Significant difference calculator

Welcome to our free significance calculator – a statistical tool you can use to test whether the difference between two values is significantly different!

In a survey, statistical significance is mainly used to identify how confident you can be in the differences you find between two groups. For example, if 70% of group A said they have worked from home during the pandemic, compared to 50% of Group B, you may want to know if this is a significant finding.

Our calculator allows you to find this out simply by entering the sample size (number of respondents) of each independent group in the boxes below, along with the percentages of interest, from each group, that you are looking to compare.

For more information on this topic, you can also read our article “What makes a good, robust, and useable research sample?

Significant Difference Calculator

Confidence level
Group A
Group B
The calculation is performed automatically when one of the values above are changed.

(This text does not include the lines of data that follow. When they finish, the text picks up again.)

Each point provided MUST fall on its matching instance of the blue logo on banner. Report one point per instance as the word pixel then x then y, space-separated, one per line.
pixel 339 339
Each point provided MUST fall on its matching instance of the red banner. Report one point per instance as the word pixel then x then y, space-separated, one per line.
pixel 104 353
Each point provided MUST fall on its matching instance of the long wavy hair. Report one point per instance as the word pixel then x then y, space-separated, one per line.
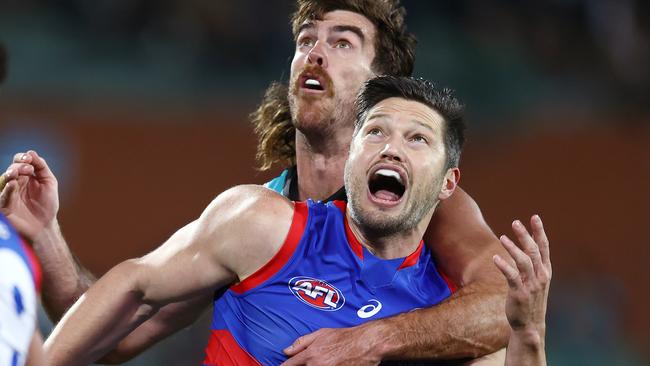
pixel 395 55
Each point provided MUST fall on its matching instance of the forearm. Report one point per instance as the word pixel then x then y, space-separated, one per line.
pixel 469 324
pixel 526 348
pixel 64 279
pixel 108 311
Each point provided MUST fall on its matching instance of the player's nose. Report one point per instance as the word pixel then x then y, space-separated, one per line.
pixel 317 55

The default confidence level that is applied within the calculator is 95%. What this means is that you can be 95% confident that the differences seen here are real if your result is considered significant. If your result is not significant, you may need to look at reducing the confidence level, increasing the sample size of your groups, or comparing percentages with a larger difference. Feel free to have a play around with the different options!

The lower the confidence level you choose (e.g., 90% or 80%), the more likely your difference will be significant; however, this will also reduce the likelihood that your difference is real.

Conversely, if you increase the sample size within your survey, this will decrease the margin of error within the results, and therefore increase confidence in your data. What this means is that the larger the sample size of the groups you are comparing, the smaller the difference must be between the percentages to be considered ‘significant’.